Письма Юниуса доставили «Народному листку» небывалый ус­пех, и вместе с тем его издателю Вудфоллу Старшему случай фи­гурировать перед судом в качестве ответчика. Мэнсфильд, главный уголовный судья королевства, обращаясь по этому делу к присяж­ным заседателям, сказал им, что они должны игнорировать указа­ния защиты на отсутствие у обвиняемого злого умысла и преступ­ного намерения. Присяжные совещались целый день и в своем при­говоре объявили: «Виновен только в напечатании и опубликовании». Но так как они должны были решить «виновен» или «не виновен», то приговор их был кассирован и было назначено новое разбира­тельство. При вторичном разбирательстве, в пространном напут­ствии Мэнсфильд сказал присяжным, что они должны постано­вить: «не виновен», если у них есть сомнения относительно факта опубликования или адресования письма к королю и правительству. Присяжные ни в том, ни в другом не сомневались, но в своем вердикте они написали: «не виновен». Этот приговор поднял бурю.
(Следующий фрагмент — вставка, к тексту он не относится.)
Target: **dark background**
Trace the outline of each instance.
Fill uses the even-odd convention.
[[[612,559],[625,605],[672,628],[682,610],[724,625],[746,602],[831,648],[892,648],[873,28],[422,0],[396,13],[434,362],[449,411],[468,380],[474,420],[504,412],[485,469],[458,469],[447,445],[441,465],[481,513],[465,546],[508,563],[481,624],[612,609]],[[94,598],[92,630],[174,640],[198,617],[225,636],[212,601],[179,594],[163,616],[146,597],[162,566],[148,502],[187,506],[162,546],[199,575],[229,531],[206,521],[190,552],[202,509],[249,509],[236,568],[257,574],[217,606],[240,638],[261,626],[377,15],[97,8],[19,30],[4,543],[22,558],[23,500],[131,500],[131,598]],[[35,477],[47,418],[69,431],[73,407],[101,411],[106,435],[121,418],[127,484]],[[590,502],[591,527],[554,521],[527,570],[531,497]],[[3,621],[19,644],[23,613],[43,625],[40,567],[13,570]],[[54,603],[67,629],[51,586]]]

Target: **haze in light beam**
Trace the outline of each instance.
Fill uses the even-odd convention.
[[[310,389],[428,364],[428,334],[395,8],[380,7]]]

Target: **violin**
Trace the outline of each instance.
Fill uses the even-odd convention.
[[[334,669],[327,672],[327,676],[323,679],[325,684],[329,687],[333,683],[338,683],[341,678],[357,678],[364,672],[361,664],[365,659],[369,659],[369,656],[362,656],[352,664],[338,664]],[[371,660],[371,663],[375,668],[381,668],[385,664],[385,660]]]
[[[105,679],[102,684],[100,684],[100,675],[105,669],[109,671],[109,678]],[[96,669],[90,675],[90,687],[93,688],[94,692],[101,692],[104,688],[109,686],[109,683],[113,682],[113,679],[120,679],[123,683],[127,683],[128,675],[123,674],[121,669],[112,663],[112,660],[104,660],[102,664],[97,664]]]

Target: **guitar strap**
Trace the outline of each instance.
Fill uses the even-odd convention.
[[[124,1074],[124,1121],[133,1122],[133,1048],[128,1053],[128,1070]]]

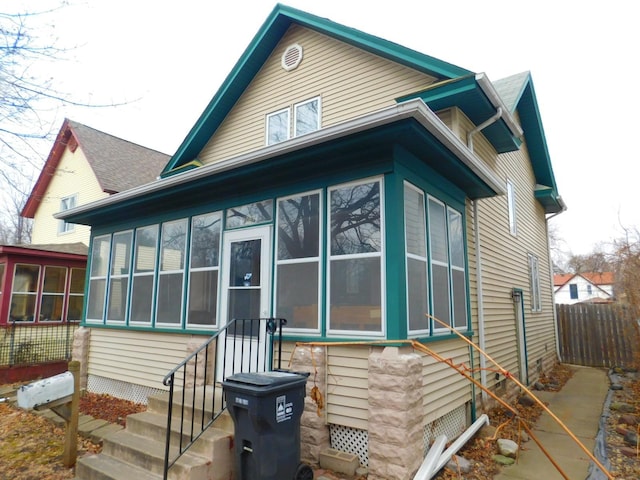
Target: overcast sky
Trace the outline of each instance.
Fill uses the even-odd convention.
[[[2,6],[19,5],[3,0]],[[54,0],[30,0],[30,9]],[[47,67],[59,90],[117,108],[59,108],[65,117],[172,154],[275,2],[68,0],[46,35],[73,47]],[[628,0],[289,0],[490,80],[529,70],[559,192],[551,223],[564,249],[588,253],[640,226],[634,139],[640,111],[635,2]],[[0,10],[3,8],[0,7]],[[46,33],[45,33],[46,32]],[[628,146],[629,145],[629,146]],[[631,148],[630,148],[631,147]],[[48,153],[45,152],[45,154]]]

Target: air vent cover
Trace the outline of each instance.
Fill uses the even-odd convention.
[[[282,68],[287,72],[295,69],[302,61],[302,47],[297,43],[289,45],[282,54]]]

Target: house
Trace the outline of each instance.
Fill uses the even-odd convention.
[[[553,276],[556,303],[603,303],[614,300],[613,272],[563,273]]]
[[[53,215],[151,182],[169,157],[65,119],[21,216],[36,244],[89,244],[90,228]]]
[[[564,209],[528,72],[492,83],[277,5],[161,178],[56,218],[91,227],[90,390],[144,399],[231,319],[285,317],[325,399],[305,457],[332,445],[391,479],[488,403],[378,342],[512,392],[428,313],[535,381],[557,359],[546,220]]]
[[[66,370],[64,362],[48,370],[44,365],[68,357],[68,325],[75,328],[84,302],[90,228],[53,214],[149,182],[168,159],[81,123],[63,122],[21,212],[34,220],[33,243],[0,246],[0,367],[11,367],[1,370],[4,377],[27,380]],[[10,337],[12,342],[4,342]],[[16,355],[19,345],[40,354]]]

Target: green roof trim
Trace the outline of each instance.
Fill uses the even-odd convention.
[[[480,125],[496,113],[496,106],[479,85],[475,74],[435,83],[421,92],[397,98],[396,101],[403,102],[412,98],[421,98],[433,111],[458,107],[475,125]],[[498,153],[518,150],[522,144],[504,119],[492,123],[482,133]]]
[[[536,198],[545,207],[547,213],[562,212],[566,206],[558,194],[531,73],[519,73],[498,80],[494,85],[500,96],[508,102],[509,108],[513,111],[517,109],[520,115],[529,158],[538,184]]]
[[[456,78],[472,73],[326,18],[277,4],[167,163],[161,176],[169,175],[172,170],[198,156],[293,23],[440,79]]]

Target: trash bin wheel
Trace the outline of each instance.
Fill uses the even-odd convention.
[[[301,463],[296,469],[296,476],[293,480],[313,480],[313,469],[306,463]]]

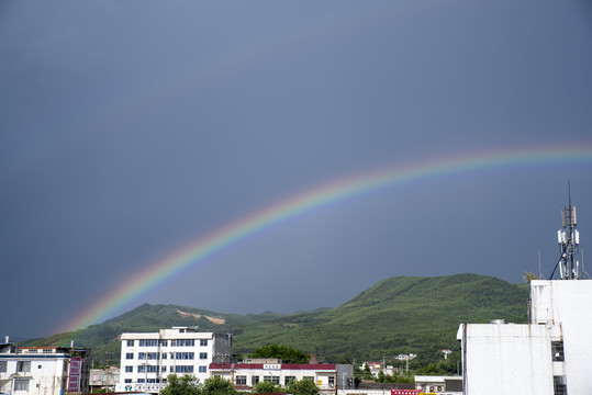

На лорда Мэнсфильда посыпались обвинения со стороны Питта Старшего. В Нижнюю Палату было внесено предложение назна­чить комиссию для исследования вопроса об управлении уголов­ной юстицией, особенно же по вопросам о свободе печати и полномочий присяжных. В следующем году был внесен Додесвелем проект закона о предоставлении присяжным по преступлениям печати права обсуждать все обстоятельства дела: факт опубликова­ния, справедливость опубликованного, намерение публикующего и т.д. Проекты были отвергнуты палатами. Что же касается практи­ки, то она сильно колебалась. Так, в 1783 г. по делу декана[15] S. Asaph судья Буллер разъяснил, чтобы присяжные имели в виду при об­суждении только факт опубликования, а в 1789 г. по делу Стокдаля другой судья, лорд Кенион, предоставил высказаться по всей со­вокупности обстоятельств. В таком неопределенном положении вопрос не мог оставаться продолжительное время.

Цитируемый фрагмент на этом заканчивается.